Upon review of the Valentis' actions, we are led to the same conclusion.
The order of the trial court is affirmed.
ORDER
AND NOW, this 19th day of December, 1991, the March 21, 1991 order of the Court of Common Pleas of Lancaster County is affirmed.
NOTES
[1] Though the sale involved both residential and commercial realty owned by the Valentis, we hereinafter reference them collectively as "property." The property at issue was before the trial court at actions No. 3217 and No. 3218 of 1990. However, the cases were consolidated on appeal to this Court by order dated June 25, 1991.
[2] The property was first exposed to an Upset Tax Sale in 1988 and 1989. However, no minimum bids covering taxes and costs were received because of heavy liens on the property.

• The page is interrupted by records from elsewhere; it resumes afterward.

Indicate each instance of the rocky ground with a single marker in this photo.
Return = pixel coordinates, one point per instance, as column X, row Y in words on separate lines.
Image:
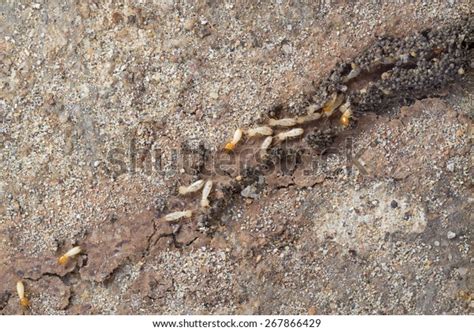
column 87, row 86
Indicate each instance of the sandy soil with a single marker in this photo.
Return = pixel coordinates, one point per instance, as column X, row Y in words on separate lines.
column 85, row 84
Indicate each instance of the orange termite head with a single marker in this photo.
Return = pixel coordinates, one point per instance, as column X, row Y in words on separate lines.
column 345, row 118
column 24, row 302
column 63, row 260
column 70, row 253
column 344, row 121
column 20, row 288
column 229, row 147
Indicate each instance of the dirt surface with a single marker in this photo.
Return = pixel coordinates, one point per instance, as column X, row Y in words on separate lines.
column 375, row 218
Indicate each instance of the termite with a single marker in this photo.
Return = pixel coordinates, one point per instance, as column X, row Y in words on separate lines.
column 260, row 131
column 196, row 186
column 229, row 147
column 346, row 114
column 178, row 215
column 311, row 109
column 353, row 74
column 205, row 194
column 290, row 134
column 308, row 118
column 265, row 144
column 20, row 289
column 282, row 122
column 70, row 253
column 335, row 101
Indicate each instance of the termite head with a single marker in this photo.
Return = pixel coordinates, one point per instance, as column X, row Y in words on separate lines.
column 24, row 302
column 345, row 118
column 20, row 289
column 70, row 253
column 63, row 260
column 229, row 147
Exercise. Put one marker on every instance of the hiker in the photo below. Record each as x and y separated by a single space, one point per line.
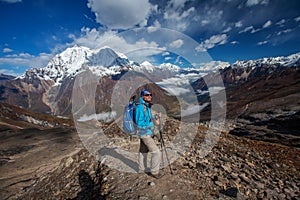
145 122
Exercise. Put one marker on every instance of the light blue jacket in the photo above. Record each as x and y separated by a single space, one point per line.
143 118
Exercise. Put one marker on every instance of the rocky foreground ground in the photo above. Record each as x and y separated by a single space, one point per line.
61 168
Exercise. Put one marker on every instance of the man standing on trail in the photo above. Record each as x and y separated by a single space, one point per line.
145 122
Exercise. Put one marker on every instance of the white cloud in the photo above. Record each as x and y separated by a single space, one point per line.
267 24
122 14
25 59
139 51
284 31
234 42
227 30
7 50
12 1
176 16
176 44
249 29
238 24
262 43
250 3
297 19
8 72
282 22
156 25
213 41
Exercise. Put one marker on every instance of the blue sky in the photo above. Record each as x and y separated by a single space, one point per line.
33 31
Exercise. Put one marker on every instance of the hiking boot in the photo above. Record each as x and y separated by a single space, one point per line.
157 176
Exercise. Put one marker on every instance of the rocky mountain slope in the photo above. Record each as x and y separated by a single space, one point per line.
262 99
53 164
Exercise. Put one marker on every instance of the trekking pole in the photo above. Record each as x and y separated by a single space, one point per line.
163 144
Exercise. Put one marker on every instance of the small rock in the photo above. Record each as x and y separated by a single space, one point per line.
151 183
231 192
244 178
218 183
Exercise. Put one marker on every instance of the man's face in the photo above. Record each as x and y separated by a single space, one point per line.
147 97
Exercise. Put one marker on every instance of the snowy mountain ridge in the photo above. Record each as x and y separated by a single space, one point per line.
289 61
105 61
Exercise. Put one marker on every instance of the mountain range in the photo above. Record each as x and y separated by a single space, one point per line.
257 91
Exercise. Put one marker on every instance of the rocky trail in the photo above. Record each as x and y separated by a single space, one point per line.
236 168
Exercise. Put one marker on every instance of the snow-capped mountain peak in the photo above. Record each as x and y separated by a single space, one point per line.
289 61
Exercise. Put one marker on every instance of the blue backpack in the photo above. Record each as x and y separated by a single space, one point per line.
129 124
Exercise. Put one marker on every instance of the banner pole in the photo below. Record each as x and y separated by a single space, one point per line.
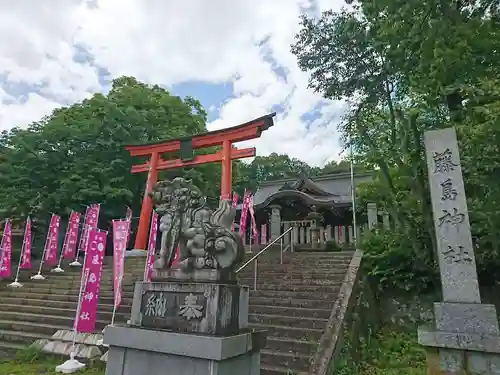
39 275
85 230
148 255
58 269
16 283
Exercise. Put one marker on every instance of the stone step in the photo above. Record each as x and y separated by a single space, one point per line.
63 294
19 337
63 317
56 299
288 345
283 331
284 287
330 295
286 302
279 300
21 325
294 279
293 361
304 275
284 320
40 305
329 286
278 370
289 311
11 347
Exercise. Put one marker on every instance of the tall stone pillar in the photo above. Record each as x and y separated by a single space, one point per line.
465 339
372 215
286 239
192 317
386 220
275 222
295 231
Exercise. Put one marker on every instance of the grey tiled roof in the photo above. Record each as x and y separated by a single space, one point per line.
339 185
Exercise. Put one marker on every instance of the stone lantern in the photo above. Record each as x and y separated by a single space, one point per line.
316 220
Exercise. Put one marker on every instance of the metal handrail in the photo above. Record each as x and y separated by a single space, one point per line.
263 250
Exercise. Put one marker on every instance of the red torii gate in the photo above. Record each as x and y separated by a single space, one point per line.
224 137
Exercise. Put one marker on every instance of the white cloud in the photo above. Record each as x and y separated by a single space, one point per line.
168 42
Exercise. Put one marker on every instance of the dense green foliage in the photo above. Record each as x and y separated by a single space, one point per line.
392 352
407 67
34 362
75 156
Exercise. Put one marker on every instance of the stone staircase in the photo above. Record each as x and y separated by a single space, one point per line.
293 303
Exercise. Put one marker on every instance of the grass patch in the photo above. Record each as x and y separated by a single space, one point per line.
34 362
390 352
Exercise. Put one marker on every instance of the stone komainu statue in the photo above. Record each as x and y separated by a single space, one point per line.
204 237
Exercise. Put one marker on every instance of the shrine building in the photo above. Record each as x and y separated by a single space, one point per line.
302 203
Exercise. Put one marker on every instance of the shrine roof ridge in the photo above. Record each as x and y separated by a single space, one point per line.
330 176
267 121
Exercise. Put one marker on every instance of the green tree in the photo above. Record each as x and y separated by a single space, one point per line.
76 156
406 67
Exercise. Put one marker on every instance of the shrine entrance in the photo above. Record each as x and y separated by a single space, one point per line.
223 138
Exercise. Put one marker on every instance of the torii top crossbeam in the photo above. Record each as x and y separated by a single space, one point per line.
224 137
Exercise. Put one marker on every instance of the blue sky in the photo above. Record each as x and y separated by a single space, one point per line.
234 57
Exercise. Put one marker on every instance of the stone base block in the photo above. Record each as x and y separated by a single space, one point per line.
458 362
466 317
138 351
206 308
65 348
466 340
61 342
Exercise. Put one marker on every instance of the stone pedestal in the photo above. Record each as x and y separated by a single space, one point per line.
465 340
134 351
201 308
275 222
179 326
372 215
466 337
315 238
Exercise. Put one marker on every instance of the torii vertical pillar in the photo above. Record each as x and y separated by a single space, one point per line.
224 138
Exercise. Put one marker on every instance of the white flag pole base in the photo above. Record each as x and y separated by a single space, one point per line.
15 284
70 366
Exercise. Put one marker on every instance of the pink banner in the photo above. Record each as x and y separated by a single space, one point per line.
53 241
90 221
151 247
120 235
263 234
6 251
71 237
92 270
177 257
235 203
244 213
128 216
252 216
26 250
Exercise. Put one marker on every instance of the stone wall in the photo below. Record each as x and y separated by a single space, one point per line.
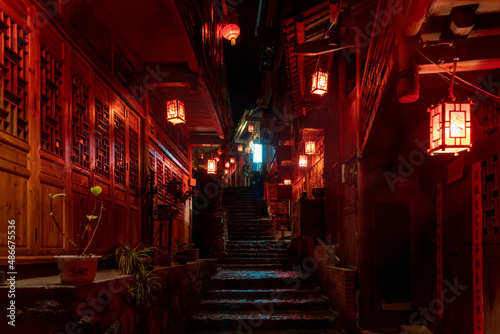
44 306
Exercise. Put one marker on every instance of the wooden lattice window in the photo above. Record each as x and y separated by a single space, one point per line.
489 173
80 123
50 104
119 150
13 78
134 159
102 138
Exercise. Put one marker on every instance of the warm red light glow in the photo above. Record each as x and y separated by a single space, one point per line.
310 147
231 32
319 83
303 161
211 167
450 128
176 112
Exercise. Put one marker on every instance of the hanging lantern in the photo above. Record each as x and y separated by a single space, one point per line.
211 167
231 32
319 83
175 112
450 127
303 161
310 147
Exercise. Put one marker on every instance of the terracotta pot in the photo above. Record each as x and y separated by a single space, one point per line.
192 254
77 269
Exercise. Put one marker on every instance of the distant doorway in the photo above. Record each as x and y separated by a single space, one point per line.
392 261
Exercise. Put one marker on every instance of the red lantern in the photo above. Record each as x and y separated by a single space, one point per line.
175 112
303 161
450 128
319 83
310 147
211 167
231 32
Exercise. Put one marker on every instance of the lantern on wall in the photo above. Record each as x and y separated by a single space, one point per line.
310 147
176 112
303 161
319 83
230 32
211 166
450 127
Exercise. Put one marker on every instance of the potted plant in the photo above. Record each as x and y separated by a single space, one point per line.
80 268
181 251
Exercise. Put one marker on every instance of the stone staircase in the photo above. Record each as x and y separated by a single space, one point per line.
255 291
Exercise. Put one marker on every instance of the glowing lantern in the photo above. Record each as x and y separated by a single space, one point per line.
319 83
303 161
175 112
310 147
450 127
231 32
211 167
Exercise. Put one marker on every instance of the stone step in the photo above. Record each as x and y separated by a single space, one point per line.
319 303
262 293
285 331
256 260
244 321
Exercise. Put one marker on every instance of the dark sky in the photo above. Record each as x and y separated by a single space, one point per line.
242 61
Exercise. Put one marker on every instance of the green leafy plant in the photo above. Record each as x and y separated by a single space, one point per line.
87 228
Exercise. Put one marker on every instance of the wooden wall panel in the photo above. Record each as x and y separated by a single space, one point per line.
14 205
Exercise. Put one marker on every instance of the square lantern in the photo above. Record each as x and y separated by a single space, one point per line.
175 112
450 127
211 166
303 161
319 83
310 147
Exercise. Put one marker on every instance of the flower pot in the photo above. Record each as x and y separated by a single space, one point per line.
181 257
77 269
192 254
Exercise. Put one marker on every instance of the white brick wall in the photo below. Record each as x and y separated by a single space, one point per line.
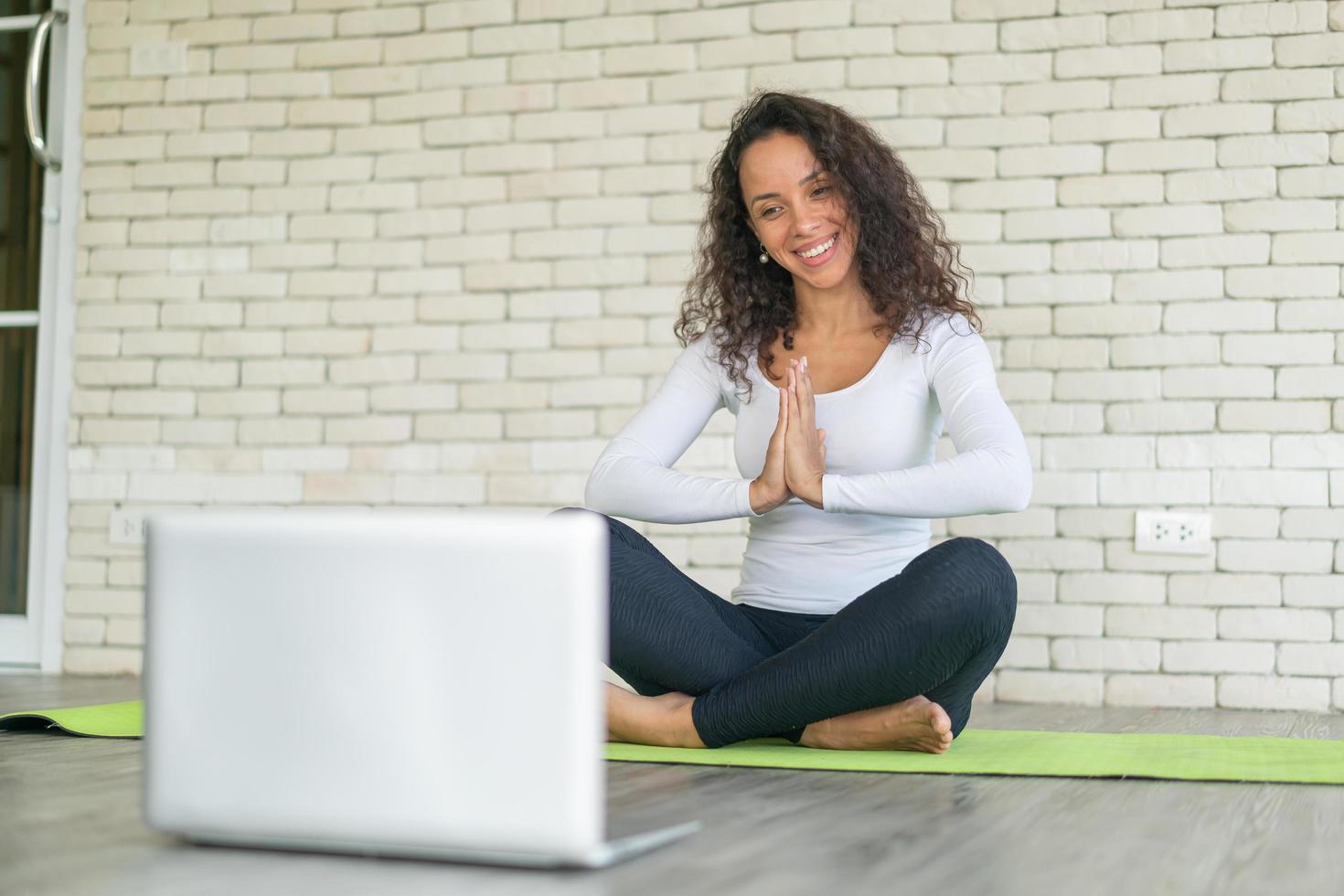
431 255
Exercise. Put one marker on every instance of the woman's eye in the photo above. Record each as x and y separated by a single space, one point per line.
818 189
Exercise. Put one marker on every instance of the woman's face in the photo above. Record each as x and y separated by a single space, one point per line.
794 206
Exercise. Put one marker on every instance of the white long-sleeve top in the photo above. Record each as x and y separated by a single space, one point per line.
882 484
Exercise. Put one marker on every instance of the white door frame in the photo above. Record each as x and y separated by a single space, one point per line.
48 517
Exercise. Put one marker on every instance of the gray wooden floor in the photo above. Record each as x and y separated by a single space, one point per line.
70 824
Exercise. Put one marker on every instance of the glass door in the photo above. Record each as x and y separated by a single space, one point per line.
25 162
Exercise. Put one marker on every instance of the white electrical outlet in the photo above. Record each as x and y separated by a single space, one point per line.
1163 532
126 527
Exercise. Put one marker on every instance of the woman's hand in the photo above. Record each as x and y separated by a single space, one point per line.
769 489
804 452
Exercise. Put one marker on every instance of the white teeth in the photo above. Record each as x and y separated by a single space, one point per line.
818 251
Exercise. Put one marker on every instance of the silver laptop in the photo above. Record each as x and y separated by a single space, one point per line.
422 686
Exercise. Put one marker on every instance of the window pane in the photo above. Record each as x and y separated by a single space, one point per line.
20 183
17 363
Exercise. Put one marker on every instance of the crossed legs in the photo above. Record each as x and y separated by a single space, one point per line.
930 633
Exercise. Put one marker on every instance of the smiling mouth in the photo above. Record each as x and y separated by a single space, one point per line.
820 249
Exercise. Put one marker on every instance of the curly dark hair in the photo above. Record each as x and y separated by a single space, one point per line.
906 263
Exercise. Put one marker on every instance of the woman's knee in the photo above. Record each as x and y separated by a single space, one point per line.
997 570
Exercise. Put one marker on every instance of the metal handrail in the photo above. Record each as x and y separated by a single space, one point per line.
17 318
31 100
19 23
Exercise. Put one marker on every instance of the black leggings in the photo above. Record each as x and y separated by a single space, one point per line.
934 629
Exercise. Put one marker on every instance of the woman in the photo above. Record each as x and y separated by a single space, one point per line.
821 269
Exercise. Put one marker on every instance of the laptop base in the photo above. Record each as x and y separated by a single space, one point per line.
603 856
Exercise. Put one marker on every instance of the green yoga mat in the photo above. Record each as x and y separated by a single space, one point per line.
976 752
103 720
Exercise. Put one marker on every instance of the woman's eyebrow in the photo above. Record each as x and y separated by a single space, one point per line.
755 199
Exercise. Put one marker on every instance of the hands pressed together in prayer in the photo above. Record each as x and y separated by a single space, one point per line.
795 458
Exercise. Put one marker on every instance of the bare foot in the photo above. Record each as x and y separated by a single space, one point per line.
661 721
912 724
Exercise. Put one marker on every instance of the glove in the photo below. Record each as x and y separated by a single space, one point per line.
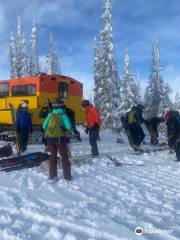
96 126
86 130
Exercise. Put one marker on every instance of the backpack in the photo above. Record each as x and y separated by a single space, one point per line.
131 118
54 129
124 122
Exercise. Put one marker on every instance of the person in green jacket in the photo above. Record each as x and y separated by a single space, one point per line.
56 126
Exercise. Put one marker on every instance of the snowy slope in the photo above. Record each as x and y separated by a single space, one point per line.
103 202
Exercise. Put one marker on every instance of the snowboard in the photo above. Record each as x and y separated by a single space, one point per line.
6 151
142 151
24 161
17 137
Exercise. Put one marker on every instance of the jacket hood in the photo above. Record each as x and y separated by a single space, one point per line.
58 111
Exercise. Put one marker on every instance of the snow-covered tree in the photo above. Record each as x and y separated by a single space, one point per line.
34 57
157 92
108 82
177 102
21 58
12 57
98 81
53 66
129 88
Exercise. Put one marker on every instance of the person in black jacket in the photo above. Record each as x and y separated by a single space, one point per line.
152 124
172 120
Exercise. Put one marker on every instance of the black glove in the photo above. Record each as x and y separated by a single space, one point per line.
96 126
86 130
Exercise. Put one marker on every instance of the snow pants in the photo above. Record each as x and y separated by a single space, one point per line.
154 136
137 134
66 165
24 137
93 137
178 151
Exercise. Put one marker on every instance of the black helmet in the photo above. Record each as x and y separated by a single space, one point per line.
140 107
85 103
57 103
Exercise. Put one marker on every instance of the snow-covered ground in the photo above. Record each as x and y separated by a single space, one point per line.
103 202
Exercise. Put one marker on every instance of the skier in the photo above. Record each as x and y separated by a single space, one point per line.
24 126
56 125
152 126
172 120
133 127
71 114
44 111
92 126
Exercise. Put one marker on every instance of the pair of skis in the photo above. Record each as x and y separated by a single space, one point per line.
17 137
121 164
24 161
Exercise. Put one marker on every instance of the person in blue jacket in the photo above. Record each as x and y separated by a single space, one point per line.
24 126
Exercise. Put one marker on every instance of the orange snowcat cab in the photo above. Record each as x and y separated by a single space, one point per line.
37 90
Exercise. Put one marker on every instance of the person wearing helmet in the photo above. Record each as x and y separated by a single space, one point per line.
172 120
135 132
56 125
92 126
43 113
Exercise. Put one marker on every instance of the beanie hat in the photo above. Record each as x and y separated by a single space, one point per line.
24 105
85 103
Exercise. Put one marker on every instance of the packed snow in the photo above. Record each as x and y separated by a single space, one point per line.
102 202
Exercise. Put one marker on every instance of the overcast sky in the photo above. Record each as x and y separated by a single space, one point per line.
74 24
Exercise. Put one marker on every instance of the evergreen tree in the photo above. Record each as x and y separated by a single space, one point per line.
129 89
98 83
34 67
157 92
109 74
21 58
12 57
53 66
177 102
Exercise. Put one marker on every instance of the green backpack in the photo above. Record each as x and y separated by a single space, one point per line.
131 117
54 129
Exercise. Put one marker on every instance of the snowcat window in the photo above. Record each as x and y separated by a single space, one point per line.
23 90
63 90
4 90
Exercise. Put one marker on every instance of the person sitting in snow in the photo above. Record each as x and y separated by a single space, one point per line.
172 120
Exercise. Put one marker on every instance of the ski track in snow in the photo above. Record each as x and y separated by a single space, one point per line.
103 202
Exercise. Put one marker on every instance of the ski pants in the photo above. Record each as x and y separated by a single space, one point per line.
66 165
93 137
154 135
24 137
137 134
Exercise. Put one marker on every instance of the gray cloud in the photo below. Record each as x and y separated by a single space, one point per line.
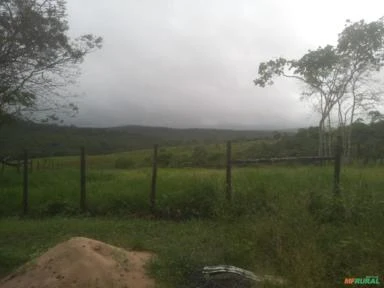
191 63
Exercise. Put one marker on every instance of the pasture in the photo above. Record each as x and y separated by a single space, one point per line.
283 220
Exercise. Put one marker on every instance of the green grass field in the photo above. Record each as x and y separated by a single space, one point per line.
283 220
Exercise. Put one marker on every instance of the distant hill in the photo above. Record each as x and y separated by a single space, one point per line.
54 140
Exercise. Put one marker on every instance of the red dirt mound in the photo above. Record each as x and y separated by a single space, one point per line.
83 262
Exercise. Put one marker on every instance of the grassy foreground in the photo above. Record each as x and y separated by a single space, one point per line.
283 220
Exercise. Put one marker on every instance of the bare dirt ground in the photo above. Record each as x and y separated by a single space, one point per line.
82 262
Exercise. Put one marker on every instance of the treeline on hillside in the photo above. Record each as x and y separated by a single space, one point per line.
367 143
53 140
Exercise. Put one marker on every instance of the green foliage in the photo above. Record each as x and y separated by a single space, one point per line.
281 220
124 163
37 56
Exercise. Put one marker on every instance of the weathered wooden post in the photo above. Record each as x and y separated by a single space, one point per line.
152 197
25 184
229 173
338 154
83 206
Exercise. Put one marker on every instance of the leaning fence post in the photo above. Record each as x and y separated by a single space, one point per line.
152 198
83 206
25 184
338 153
229 173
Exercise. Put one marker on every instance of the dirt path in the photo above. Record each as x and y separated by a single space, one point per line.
82 262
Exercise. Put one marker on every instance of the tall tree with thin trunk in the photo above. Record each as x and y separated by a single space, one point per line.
329 74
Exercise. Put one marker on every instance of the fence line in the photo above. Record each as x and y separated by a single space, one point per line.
27 165
152 196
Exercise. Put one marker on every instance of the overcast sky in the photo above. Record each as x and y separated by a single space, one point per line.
190 63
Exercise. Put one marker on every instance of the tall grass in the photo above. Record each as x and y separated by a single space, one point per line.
281 220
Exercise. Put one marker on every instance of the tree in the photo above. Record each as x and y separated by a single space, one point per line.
337 78
37 58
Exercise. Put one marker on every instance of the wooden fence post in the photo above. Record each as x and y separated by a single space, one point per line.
25 184
152 197
83 206
229 173
338 154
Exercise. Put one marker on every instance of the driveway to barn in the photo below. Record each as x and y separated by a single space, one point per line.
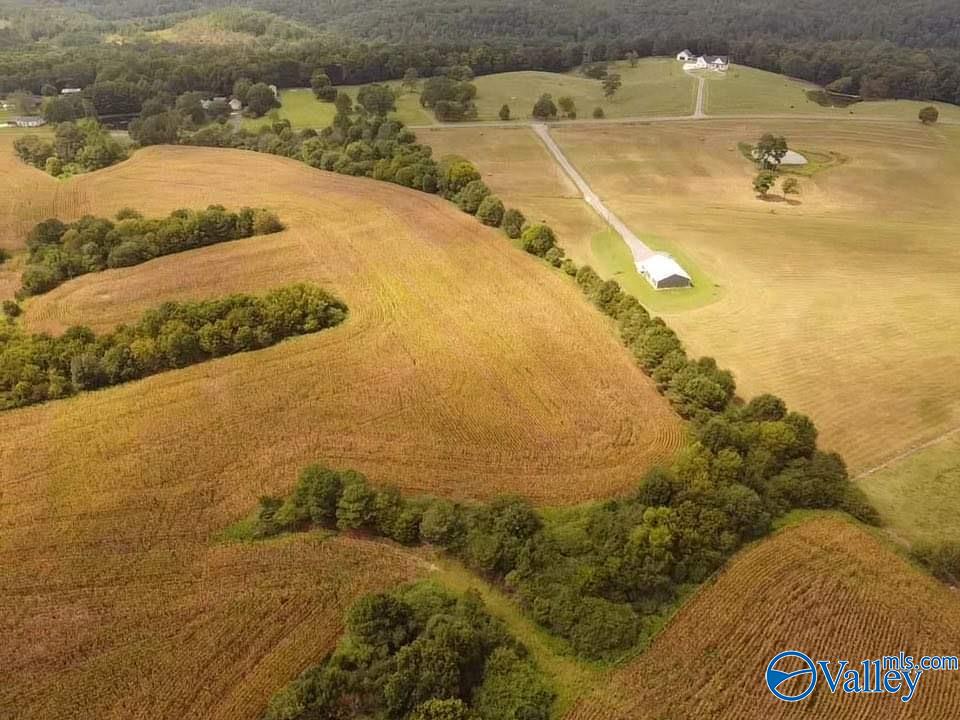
637 246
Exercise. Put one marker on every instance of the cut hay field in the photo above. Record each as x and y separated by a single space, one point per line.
918 496
843 304
303 110
824 587
656 86
745 90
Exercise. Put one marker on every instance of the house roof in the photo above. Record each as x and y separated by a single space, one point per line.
659 267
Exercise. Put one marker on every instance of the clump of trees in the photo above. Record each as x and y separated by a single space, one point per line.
545 108
76 147
420 653
359 142
59 251
451 95
35 368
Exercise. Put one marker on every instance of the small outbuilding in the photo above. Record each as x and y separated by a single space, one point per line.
663 272
29 121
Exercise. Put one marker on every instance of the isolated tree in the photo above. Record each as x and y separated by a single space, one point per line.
261 100
544 108
611 83
764 180
410 78
771 150
512 223
377 99
568 107
190 107
929 115
322 88
538 239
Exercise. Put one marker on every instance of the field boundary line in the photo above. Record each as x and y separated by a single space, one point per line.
907 453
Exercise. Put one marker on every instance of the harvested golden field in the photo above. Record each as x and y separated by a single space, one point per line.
444 313
842 303
465 368
824 587
116 605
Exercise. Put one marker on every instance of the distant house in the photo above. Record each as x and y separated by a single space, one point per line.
720 63
29 121
663 272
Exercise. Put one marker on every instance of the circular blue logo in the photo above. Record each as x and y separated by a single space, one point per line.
776 678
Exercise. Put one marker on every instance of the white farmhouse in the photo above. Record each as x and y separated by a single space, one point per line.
719 63
663 272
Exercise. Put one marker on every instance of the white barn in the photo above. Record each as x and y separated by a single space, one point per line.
663 272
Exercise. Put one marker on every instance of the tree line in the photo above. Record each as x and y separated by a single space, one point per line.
419 653
921 64
37 367
78 147
59 251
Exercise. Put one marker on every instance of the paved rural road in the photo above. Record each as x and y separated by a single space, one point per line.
637 246
698 113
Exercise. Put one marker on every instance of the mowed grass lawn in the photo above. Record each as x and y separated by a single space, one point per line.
303 110
745 90
919 496
844 303
656 86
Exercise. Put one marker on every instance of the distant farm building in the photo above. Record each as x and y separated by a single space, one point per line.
29 121
718 63
663 272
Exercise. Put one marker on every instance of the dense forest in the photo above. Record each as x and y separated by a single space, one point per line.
419 653
877 50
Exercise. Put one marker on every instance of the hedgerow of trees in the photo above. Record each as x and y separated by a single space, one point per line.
76 147
419 653
37 367
59 251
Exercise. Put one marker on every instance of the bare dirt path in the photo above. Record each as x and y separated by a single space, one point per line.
637 246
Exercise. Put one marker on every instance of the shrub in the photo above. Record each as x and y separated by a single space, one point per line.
490 212
538 239
470 197
513 221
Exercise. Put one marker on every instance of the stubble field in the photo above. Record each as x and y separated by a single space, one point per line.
825 587
842 302
465 368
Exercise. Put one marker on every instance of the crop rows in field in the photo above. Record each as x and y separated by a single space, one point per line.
824 587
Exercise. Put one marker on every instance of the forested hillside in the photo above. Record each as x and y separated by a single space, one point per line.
875 49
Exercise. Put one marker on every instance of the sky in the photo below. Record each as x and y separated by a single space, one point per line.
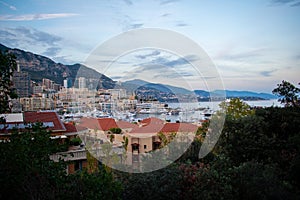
252 44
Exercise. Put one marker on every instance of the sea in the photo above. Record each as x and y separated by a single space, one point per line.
195 111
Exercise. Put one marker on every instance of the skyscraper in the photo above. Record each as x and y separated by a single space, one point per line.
21 82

[3] In their statement of questions involved, the Valentis state these issues as: I. Does the taxing power of the Commonwealth of Pennsylvania extend to the Appellants, who are non-resident aliens to the Commonwealth of Pennsylvania? II. Does the venue of the Lancaster County Court of Common Pleas extend to the Appellants, who are non-resident aliens to the Commonwealth of Pennsylvania and non-residents of Lancaster County? and III. Did the Lancaster County Court of Common Please [sic] have jurisdiction to hear the matter which is the basis of this appeal?
[4] The fourth issue in the Valentis' statement of questions involved, "Did the Lancaster County Tax Claim Bureau comply with the notice provisions of the Real Estate Tax Sale Law?" contains several subissues. These include notice as to the 1988 and 1989 upset sales, notice as to the rule to show cause for the judicial sale, and actual notice of the judicial sale.
[5] Act of July 7, 1947, P.L. 1368, as amended, 72 P.S. §§ 5860.101-5860.803.
[6] Section 611 provides:
Service of the rule shall be made in the same manner as writs of scire facias are served in this Commonwealth. When service cannot be made in the county where the rule was granted, the sheriff of the county shall deputize the sheriff of any other county in this Commonwealth, where service can be made. If service of the rule cannot be made in this Commonwealth, then the rule shall be served on the person named in the rule by the sheriff, by sending him, by registered mail, return receipt requested, postage prepaid, at least fifteen (15) days before the return day of the rule, a true and attested copy thereof, addressed to such person's last known post office address. The sheriff shall attach to his return, the return receipts, and if the person named in the rule has refused to accept the registered mail or cannot be found at his last known address, shall attach evidence thereof. This shall constitute sufficient service under this act. (Footnote omitted.)